June 02 2011

Twenty-Year Cycle: Rebuilding Urban Designed Shinto Shrines

There is a paradox that exists that poses the question, “If an object has all its component parts replaced, is it still the same object?” This contradiction is played out in a dramatic fashion at the Ise Grand Shrine in Japan. Since 692 C.E. the complex, along with surrounding landscape, is destroyed and rebuilt every twenty years on adjacent sites in exactly the same format as the former complex. Each reformatted shrine is identical in every way to the old and it is considered “re-created” rather than a replica.

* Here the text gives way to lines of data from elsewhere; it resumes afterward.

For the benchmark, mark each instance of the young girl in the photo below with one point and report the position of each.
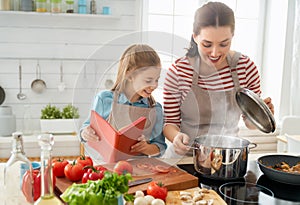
(130, 98)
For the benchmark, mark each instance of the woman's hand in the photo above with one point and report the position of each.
(180, 143)
(144, 147)
(269, 103)
(89, 134)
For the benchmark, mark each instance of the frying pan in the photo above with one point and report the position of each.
(279, 176)
(255, 109)
(38, 85)
(2, 95)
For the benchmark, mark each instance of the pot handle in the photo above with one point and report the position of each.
(254, 145)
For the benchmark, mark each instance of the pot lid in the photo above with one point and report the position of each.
(255, 109)
(2, 95)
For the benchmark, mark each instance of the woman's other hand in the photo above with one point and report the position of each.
(180, 143)
(89, 134)
(269, 103)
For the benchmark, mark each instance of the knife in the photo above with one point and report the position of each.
(139, 181)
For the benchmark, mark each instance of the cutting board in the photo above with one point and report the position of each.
(175, 179)
(173, 197)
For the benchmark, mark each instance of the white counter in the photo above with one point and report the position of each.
(64, 145)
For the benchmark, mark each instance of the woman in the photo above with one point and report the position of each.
(199, 89)
(130, 98)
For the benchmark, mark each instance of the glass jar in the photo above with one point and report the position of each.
(12, 171)
(46, 142)
(69, 6)
(82, 6)
(41, 6)
(56, 6)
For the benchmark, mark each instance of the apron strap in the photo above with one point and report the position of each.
(233, 62)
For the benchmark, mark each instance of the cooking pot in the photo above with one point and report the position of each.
(7, 121)
(221, 157)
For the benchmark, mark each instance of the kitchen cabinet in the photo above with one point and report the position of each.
(66, 146)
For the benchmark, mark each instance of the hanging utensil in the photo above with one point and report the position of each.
(20, 95)
(61, 85)
(38, 85)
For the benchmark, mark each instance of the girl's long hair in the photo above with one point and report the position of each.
(137, 56)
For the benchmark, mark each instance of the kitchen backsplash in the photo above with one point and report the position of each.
(87, 48)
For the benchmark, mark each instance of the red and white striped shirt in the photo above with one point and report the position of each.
(178, 83)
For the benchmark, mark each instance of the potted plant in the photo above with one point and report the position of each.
(53, 120)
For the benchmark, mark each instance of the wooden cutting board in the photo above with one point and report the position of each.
(175, 179)
(173, 197)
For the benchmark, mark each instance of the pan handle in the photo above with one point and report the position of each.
(252, 145)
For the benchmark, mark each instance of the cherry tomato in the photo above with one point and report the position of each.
(123, 167)
(74, 171)
(58, 166)
(92, 173)
(84, 160)
(157, 190)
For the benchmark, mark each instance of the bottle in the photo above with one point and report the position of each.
(82, 6)
(93, 7)
(69, 6)
(47, 197)
(12, 170)
(56, 6)
(26, 5)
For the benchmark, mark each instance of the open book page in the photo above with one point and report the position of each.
(115, 145)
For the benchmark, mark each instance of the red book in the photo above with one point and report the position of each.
(114, 145)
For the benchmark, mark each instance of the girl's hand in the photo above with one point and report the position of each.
(88, 134)
(140, 146)
(180, 142)
(269, 103)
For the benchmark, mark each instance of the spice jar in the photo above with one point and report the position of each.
(69, 6)
(40, 6)
(56, 6)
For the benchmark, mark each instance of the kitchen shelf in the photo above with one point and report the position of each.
(58, 15)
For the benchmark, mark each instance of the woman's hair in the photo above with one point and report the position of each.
(213, 14)
(137, 56)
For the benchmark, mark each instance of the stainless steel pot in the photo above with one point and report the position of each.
(221, 157)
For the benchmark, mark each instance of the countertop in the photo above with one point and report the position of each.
(252, 166)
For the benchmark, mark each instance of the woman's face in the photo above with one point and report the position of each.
(214, 44)
(144, 82)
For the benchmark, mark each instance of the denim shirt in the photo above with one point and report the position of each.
(103, 104)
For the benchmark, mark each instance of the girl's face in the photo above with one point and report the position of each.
(144, 82)
(214, 44)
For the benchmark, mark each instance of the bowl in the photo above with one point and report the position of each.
(244, 192)
(284, 177)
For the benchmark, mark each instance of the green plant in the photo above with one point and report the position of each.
(70, 112)
(50, 112)
(53, 112)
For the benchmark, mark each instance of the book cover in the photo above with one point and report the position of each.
(114, 145)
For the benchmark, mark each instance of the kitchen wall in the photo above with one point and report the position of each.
(86, 46)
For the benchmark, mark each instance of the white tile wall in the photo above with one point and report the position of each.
(88, 46)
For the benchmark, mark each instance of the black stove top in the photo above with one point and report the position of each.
(283, 193)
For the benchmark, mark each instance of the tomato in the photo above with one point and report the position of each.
(162, 169)
(123, 167)
(74, 171)
(84, 160)
(27, 185)
(157, 190)
(93, 173)
(58, 166)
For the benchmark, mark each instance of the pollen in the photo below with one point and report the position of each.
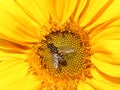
(63, 55)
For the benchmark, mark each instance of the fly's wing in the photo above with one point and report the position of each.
(55, 60)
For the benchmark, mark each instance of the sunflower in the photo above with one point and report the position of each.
(59, 45)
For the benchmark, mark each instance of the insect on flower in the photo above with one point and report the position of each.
(57, 57)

The Ise Grand Shrine is held to be the most important Shinto religious site in Japan. Its significance is reflected by its official name “Jingu” which literally means “The Shrine” in Japanese. The site and structures are surrounded by two and a half acres of dense cypress forests that haven’t seen an ax since the construction of the very first shrine incarnation. This religious site is a tourist attraction and the central place of pilgrimage to over seven million worshipers each year. The building structure moves back and forth between adjacent northern and southern lots. Currently it occupies the higher southern site and preparations are already underway for the next rebuilding stage in 2013.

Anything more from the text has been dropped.